Robert Marthaler ist eigentlich schon im Urlaub, wird aber von den Kollegen an einen Auffindeort gerufen. Eine männliche Leiche. Mit Stichwunden übersät, blutüberströmt. Offenbar eine Tat im Furor. Eine Küchenhilfe hat den Toten gefunden und einen Alfa Romeo beobachtet. Ein seltenes Modell, die Besitzer der wenigen Exemplare sind rasch ermittelt. Die Kommissare der Frankfurter Mordkommission geraten auf eine Hochzeitsgesellschaft, die auf den Bräutigam wartet. Doch der kommt nicht mehr. Er hat seine Junggesellenparty nicht überlebt. Und er ist nicht der einzige. Weitere Leichname finden sich, einer der Beteiligten nimmt eine Geisel und springt in den Tod, eher er über die Ereignisse dieser tragischen Nacht Auskunft geben kann. Marthaler findet eine Verbindung nach Frankreich, ermittelt tapfer weiter, obwohl ihn andere Gedanken beschäftigen. Seine Freundin Tereza ist schwanger, aber nächtelang unterwegs. Dann sieht Marthaler sie zufällig mit einem anderen Mann. Die beiden küssen sich.
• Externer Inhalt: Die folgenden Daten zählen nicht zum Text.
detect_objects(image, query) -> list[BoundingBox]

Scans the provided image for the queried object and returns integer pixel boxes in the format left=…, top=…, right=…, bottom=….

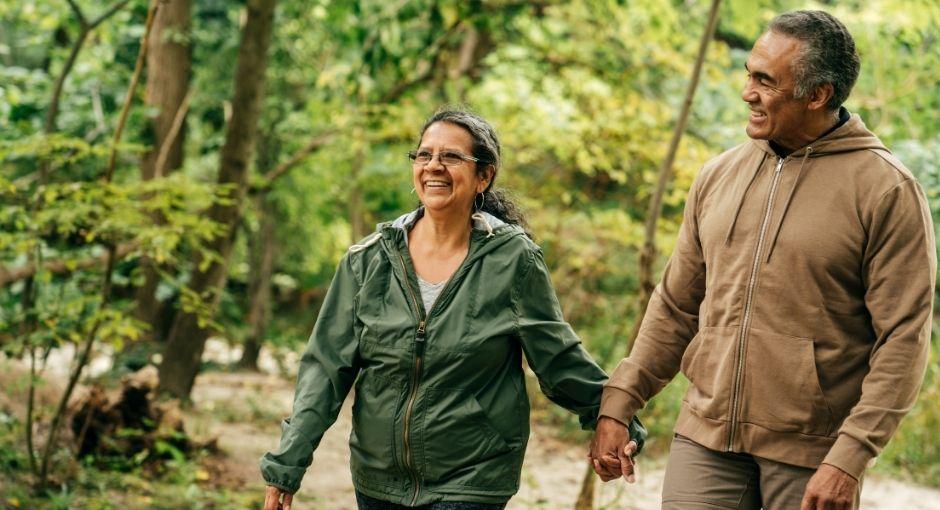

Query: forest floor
left=0, top=345, right=940, bottom=510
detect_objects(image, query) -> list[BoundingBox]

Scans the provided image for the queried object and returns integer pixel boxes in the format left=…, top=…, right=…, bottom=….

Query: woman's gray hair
left=767, top=11, right=861, bottom=111
left=418, top=106, right=532, bottom=237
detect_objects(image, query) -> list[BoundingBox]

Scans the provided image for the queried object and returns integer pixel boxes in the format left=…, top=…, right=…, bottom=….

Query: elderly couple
left=261, top=11, right=936, bottom=510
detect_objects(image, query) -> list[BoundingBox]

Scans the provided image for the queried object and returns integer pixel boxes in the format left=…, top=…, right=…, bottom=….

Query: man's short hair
left=767, top=11, right=861, bottom=110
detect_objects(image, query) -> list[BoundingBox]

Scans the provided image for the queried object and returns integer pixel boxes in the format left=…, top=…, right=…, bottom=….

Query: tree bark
left=627, top=0, right=721, bottom=356
left=160, top=0, right=276, bottom=399
left=128, top=0, right=192, bottom=347
left=575, top=0, right=721, bottom=510
left=238, top=194, right=275, bottom=370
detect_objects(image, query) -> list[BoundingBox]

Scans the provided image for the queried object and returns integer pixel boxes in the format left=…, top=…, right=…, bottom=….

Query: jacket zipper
left=728, top=158, right=786, bottom=452
left=398, top=252, right=424, bottom=506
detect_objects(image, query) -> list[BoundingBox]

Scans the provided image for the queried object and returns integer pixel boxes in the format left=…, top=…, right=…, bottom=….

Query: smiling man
left=591, top=11, right=936, bottom=510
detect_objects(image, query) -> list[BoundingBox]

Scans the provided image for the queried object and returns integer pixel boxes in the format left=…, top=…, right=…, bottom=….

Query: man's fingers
left=623, top=439, right=637, bottom=458
left=800, top=493, right=816, bottom=510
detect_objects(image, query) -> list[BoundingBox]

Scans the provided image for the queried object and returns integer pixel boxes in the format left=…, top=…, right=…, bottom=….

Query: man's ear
left=806, top=83, right=835, bottom=110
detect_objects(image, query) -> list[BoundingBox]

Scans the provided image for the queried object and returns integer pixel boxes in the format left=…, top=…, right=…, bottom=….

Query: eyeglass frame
left=406, top=151, right=481, bottom=167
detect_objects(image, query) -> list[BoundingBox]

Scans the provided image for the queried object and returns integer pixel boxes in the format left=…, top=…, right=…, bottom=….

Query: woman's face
left=412, top=122, right=489, bottom=215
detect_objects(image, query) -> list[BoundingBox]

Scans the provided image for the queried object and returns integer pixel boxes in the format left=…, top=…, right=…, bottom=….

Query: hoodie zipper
left=728, top=158, right=787, bottom=452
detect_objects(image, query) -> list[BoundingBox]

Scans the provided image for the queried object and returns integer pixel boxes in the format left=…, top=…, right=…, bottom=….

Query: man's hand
left=264, top=485, right=294, bottom=510
left=800, top=464, right=858, bottom=510
left=588, top=416, right=637, bottom=483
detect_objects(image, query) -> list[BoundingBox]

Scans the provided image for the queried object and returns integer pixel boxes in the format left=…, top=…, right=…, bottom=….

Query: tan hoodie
left=601, top=115, right=936, bottom=478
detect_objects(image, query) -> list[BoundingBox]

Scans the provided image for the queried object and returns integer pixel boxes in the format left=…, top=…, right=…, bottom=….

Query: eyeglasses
left=408, top=151, right=480, bottom=166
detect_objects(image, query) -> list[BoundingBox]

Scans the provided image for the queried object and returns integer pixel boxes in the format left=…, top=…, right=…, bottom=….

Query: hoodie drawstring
left=765, top=147, right=813, bottom=262
left=725, top=152, right=767, bottom=246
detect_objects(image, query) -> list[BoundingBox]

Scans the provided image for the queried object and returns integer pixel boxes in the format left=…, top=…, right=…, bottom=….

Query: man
left=591, top=11, right=936, bottom=510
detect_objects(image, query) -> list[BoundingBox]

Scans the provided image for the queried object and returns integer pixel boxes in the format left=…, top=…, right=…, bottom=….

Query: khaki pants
left=662, top=435, right=861, bottom=510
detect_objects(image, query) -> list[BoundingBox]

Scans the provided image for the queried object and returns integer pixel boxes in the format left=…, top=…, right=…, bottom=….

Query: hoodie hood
left=725, top=114, right=888, bottom=262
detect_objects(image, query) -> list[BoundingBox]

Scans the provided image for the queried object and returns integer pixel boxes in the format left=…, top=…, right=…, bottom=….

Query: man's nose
left=741, top=80, right=758, bottom=103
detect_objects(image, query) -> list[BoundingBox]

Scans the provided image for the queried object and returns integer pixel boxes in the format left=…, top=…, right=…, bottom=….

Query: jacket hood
left=349, top=206, right=525, bottom=258
left=751, top=113, right=887, bottom=158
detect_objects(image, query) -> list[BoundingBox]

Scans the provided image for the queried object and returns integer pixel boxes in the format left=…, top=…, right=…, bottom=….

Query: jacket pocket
left=422, top=388, right=512, bottom=485
left=349, top=372, right=397, bottom=472
left=680, top=326, right=739, bottom=421
left=741, top=328, right=833, bottom=436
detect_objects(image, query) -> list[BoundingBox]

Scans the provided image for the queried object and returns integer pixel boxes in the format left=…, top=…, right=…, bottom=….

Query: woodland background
left=0, top=0, right=940, bottom=508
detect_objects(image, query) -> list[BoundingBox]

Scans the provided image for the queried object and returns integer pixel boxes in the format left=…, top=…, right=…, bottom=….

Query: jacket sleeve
left=261, top=253, right=360, bottom=493
left=600, top=173, right=705, bottom=423
left=823, top=179, right=937, bottom=478
left=513, top=249, right=646, bottom=448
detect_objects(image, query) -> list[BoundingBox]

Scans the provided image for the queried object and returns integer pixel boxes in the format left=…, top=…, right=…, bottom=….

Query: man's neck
left=770, top=107, right=850, bottom=158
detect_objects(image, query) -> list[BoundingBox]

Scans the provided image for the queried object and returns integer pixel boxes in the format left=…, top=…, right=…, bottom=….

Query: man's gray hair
left=767, top=11, right=861, bottom=110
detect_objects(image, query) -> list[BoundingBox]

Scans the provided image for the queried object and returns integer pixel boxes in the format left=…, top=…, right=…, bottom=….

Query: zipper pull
left=415, top=321, right=425, bottom=356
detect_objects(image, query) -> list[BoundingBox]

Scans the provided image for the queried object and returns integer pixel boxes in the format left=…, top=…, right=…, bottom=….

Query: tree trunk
left=160, top=0, right=275, bottom=399
left=575, top=0, right=721, bottom=510
left=238, top=194, right=275, bottom=370
left=135, top=0, right=192, bottom=341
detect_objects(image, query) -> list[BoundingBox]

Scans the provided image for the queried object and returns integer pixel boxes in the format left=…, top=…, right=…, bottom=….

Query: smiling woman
left=261, top=105, right=645, bottom=510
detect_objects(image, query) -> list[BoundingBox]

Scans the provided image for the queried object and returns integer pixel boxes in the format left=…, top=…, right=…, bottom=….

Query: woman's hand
left=264, top=485, right=294, bottom=510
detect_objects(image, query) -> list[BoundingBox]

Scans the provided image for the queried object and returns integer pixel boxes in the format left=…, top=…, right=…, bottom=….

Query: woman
left=261, top=110, right=645, bottom=510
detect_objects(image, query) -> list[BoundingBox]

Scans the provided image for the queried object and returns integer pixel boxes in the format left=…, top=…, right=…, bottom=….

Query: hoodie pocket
left=741, top=328, right=833, bottom=436
left=680, top=326, right=738, bottom=421
left=422, top=388, right=512, bottom=481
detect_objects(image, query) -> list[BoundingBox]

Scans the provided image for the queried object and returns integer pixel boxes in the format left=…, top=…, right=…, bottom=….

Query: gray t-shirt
left=418, top=276, right=447, bottom=313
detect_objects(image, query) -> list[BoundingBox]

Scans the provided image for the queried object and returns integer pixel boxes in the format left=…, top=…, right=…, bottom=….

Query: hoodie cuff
left=600, top=386, right=641, bottom=426
left=822, top=434, right=875, bottom=480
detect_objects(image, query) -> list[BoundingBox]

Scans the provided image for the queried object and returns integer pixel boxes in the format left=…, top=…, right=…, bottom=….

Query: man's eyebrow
left=744, top=62, right=777, bottom=83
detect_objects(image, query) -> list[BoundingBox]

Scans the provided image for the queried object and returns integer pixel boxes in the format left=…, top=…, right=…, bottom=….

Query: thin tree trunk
left=31, top=0, right=160, bottom=487
left=349, top=128, right=366, bottom=243
left=627, top=0, right=721, bottom=356
left=575, top=0, right=721, bottom=510
left=133, top=0, right=192, bottom=342
left=238, top=194, right=275, bottom=370
left=160, top=0, right=276, bottom=399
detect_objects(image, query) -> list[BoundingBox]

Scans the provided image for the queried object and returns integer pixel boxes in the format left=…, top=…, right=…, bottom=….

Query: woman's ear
left=477, top=165, right=496, bottom=193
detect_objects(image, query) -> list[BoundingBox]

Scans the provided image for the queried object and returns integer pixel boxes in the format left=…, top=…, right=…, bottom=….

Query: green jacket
left=261, top=210, right=646, bottom=506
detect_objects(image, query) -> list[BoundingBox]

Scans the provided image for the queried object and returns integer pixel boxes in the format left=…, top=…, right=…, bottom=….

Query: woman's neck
left=410, top=208, right=471, bottom=253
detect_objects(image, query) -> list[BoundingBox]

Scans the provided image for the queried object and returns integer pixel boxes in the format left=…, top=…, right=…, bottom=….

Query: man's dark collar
left=770, top=106, right=852, bottom=158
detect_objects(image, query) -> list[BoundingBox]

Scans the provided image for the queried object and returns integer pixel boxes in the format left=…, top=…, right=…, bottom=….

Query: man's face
left=741, top=32, right=813, bottom=150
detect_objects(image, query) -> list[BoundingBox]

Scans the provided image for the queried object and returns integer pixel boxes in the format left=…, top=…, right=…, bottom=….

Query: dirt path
left=191, top=366, right=940, bottom=510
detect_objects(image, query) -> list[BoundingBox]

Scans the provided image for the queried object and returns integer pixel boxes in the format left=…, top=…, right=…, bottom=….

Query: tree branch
left=104, top=0, right=160, bottom=182
left=252, top=131, right=335, bottom=188
left=0, top=241, right=140, bottom=288
left=89, top=0, right=135, bottom=28
left=153, top=88, right=193, bottom=179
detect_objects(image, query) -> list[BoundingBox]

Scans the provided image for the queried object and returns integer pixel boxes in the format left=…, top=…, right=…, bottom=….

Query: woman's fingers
left=281, top=492, right=294, bottom=510
left=264, top=485, right=281, bottom=510
left=617, top=441, right=637, bottom=483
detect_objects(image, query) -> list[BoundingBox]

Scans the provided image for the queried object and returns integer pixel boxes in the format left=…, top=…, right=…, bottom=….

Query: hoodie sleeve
left=823, top=178, right=937, bottom=479
left=600, top=173, right=705, bottom=423
left=513, top=249, right=646, bottom=448
left=261, top=253, right=360, bottom=493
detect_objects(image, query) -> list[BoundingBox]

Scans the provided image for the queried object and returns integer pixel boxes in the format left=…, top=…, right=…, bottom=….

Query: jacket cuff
left=261, top=453, right=306, bottom=494
left=822, top=434, right=875, bottom=480
left=600, top=386, right=641, bottom=426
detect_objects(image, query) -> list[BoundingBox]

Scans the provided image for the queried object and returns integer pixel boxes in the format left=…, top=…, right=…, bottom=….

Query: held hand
left=264, top=485, right=294, bottom=510
left=588, top=416, right=637, bottom=483
left=800, top=464, right=858, bottom=510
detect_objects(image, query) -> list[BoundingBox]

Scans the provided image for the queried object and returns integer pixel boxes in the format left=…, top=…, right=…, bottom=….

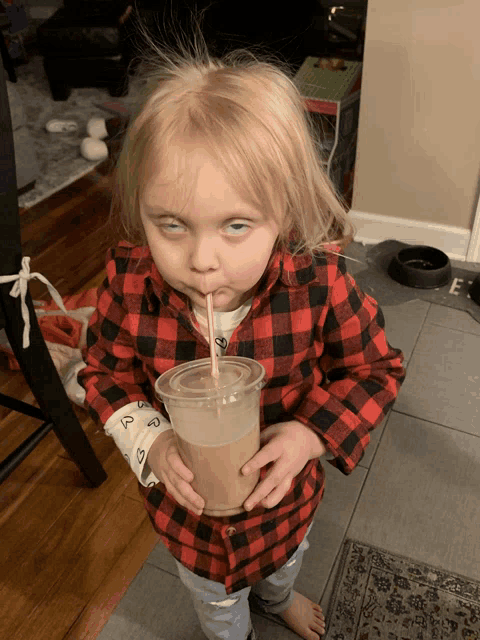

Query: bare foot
left=278, top=591, right=325, bottom=640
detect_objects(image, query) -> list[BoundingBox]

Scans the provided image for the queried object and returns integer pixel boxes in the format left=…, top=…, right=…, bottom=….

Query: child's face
left=141, top=149, right=279, bottom=311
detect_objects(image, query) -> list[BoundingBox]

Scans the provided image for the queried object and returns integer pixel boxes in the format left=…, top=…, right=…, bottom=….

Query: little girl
left=78, top=17, right=405, bottom=640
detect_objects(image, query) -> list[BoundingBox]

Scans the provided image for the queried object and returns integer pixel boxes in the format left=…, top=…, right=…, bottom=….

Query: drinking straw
left=207, top=293, right=218, bottom=380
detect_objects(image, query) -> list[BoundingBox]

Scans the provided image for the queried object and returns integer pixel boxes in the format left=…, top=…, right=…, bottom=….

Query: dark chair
left=37, top=0, right=132, bottom=101
left=0, top=66, right=107, bottom=487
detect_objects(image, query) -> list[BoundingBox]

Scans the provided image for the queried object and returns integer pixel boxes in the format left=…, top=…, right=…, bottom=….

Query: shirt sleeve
left=295, top=257, right=405, bottom=475
left=77, top=249, right=150, bottom=425
left=104, top=402, right=172, bottom=487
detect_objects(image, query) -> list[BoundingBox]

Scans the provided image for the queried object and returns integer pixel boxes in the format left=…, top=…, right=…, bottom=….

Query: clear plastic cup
left=155, top=356, right=265, bottom=516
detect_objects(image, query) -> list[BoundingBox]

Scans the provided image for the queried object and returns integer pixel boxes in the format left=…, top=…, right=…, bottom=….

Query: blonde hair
left=112, top=5, right=355, bottom=254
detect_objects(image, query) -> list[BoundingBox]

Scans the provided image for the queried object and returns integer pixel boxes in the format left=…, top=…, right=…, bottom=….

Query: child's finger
left=244, top=463, right=287, bottom=511
left=242, top=440, right=283, bottom=476
left=165, top=476, right=205, bottom=515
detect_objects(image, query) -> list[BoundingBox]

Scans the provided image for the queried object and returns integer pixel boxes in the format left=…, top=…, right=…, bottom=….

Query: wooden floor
left=0, top=161, right=157, bottom=640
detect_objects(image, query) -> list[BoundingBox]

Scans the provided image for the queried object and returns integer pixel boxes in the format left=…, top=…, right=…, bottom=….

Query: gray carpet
left=16, top=55, right=140, bottom=208
left=325, top=540, right=480, bottom=640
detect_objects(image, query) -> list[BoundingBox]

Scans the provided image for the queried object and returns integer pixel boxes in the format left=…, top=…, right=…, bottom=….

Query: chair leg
left=0, top=284, right=107, bottom=487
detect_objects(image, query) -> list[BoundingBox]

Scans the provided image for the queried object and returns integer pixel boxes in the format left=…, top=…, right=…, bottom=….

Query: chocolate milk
left=155, top=356, right=265, bottom=516
left=177, top=420, right=260, bottom=516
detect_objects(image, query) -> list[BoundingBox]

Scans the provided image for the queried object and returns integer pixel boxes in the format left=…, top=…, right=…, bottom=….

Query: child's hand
left=147, top=429, right=205, bottom=516
left=242, top=420, right=327, bottom=511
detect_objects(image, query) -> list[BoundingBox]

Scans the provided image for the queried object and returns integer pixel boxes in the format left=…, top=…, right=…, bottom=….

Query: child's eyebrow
left=145, top=206, right=262, bottom=222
Der verunsicherte Kommissar weiß nicht, was er von der Sache halten soll.
„Kommissar Marthaler – Ein allzu schönes Mädchen“ ist die dritte vom ZDF beauftragte Verfilmung eines Romans des Frankfurter Kriminalschriftstellers Jan Seghers, Pseudonym des Lektors und Journalisten Matthias Altenburg. In Unkenntnis der Vorlage nur für den Fernsehfilm gesprochen: Unter Genregesichtspunkten zeigt sich hier exemplarisch, was einen schlechten Krimi ausmacht. Ein Kernproblem, das lange auch beim „Tatort“ und bei anderen Reihen-Krimis zu beobachten war: Die Kriminalpolizisten reden und handeln umständlich und weitschweifig, als wäre die Ermittlung für sie ein Sonderfall. Dies äußert sich im gegebenen Fall in papierenen Dialogen wie: „Wir sollten uns einen Haftbefehl besorgen und Gessner sofort in die Fahndung geben. Der Typ ist ein brutaler Krimineller.“ Oder: „Wisst ihr, was mir am meisten Sorgen macht? Alle, die mit dem Mordopfer Junggesellenabschied gefeiert haben, sind bis jetzt nicht wieder aufgetaucht.“ Permanent thematisieren die Kriminalisten ihre Arbeit. Nicht in Gestalt eines sinnierenden Brainstormings, das wäre akzeptabel, vielmehr erklären sie sich, wo Alltag und Routine gezeigt werden müssten, fortwährend gegenseitig ihren Beruf.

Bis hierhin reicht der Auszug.